Traceback (most recent call last):
  File "main.py", line 103, in main
    graphs = pd.read_pickle(path)
  File "C:\Users\cw_\anaconda3\envs\seera\lib\site-packages\pandas\io\pickle.py", line 169, in read_pickle
    f, fh = get_handle(fp_or_buf, "rb", compression=compression, is_text=False)
  File "C:\Users\cw_\anaconda3\envs\seera\lib\site-packages\pandas\io\common.py", line 499, in get_handle
    f = open(path_or_buf, mode)
FileNotFoundError: [Errno 2] No such file or directory: '../output/test-run-1/gsdmm.dynaernn/uml/graphs/graphs.pkl'

During handling of the above exception, another exception occurred:

Traceback (most recent call last):
  File "main.py", line 174, in run
    main()
  File "main.py", line 110, in main
    just_one=Params.tml['justOne'], binary=Params.tml['binary'], threshold=Params.tml['threshold'])
  File "C:\Users\cw_\Documents\GitHub\seera\src\uml\UserSimilarities.py", line 33, in main
    d2t = tm.doc2topics(lda_model, dictionary.doc2bow(doc.split()), threshold=threshold, just_one=just_one, binary=binary)
  File "C:\Users\cw_\Documents\GitHub\seera\src\tml\TopicModeling.py", line 163, in doc2topics
    if t_temp >= threshold:
ValueError: The truth value of an array with more than one element is ambiguous. Use a.any() or a.all()
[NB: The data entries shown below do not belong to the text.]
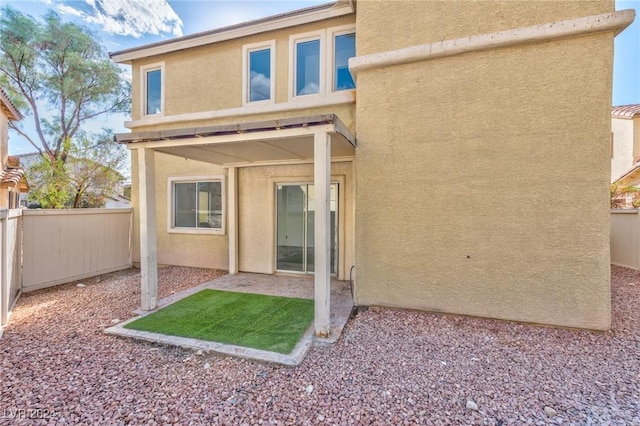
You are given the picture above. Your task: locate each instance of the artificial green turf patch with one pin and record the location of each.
(257, 321)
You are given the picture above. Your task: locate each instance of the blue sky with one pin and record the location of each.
(122, 24)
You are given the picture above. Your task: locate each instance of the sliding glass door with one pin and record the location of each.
(295, 238)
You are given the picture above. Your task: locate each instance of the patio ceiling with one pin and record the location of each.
(254, 143)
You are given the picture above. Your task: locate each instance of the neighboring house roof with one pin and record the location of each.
(13, 175)
(626, 111)
(282, 20)
(8, 107)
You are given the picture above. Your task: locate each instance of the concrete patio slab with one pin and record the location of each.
(274, 285)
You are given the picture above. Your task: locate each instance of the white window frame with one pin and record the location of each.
(246, 79)
(171, 204)
(143, 82)
(301, 38)
(332, 32)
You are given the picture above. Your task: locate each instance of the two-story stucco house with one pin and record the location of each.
(12, 180)
(383, 141)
It might be a byproduct of the previous errors, but it looks like t_temp is an array with 2 elements inside.

hosseinfani commented 1 year ago

@hosseinfani please pull as there is a new version of code. also, have a look at #45 and #42

If not resolved, drop by lab and @soroush-ziaeinejad or I can further help

Lillliant commented 1 year ago

@hosseinfani @soroush-ziaeinejad

Update

After pulling the new changes, installing MS Visual C++, reinstalling TensorFlow and h5py, I can now run SEERa on my laptop with the toy.synthetic data.

I've made a few test runs using the different topic modelling and graph embedding methods, and some of the combinations doesn't run successfully:

The issue with gsdmm persists after re-cloning and re-setting up gsdmm.

If possible, can I come by the lab on Thursday/Friday to resolve any issues and/or discuss any next steps?

hosseinfani commented 1 year ago

@Lillliant Awesome.

You're right, there are some combinations that are not working properly. @soroush-ziaeinejad is working on them. Also, you can debug the code and see what/where is the problem (all the source is available and you can find the issue). Then try to fix it if you can.

Sure, I'll be at EH215 most of the weekdays (except mon-wed when I have classes). Also, @soroush-ziaeinejad will be here to help you more.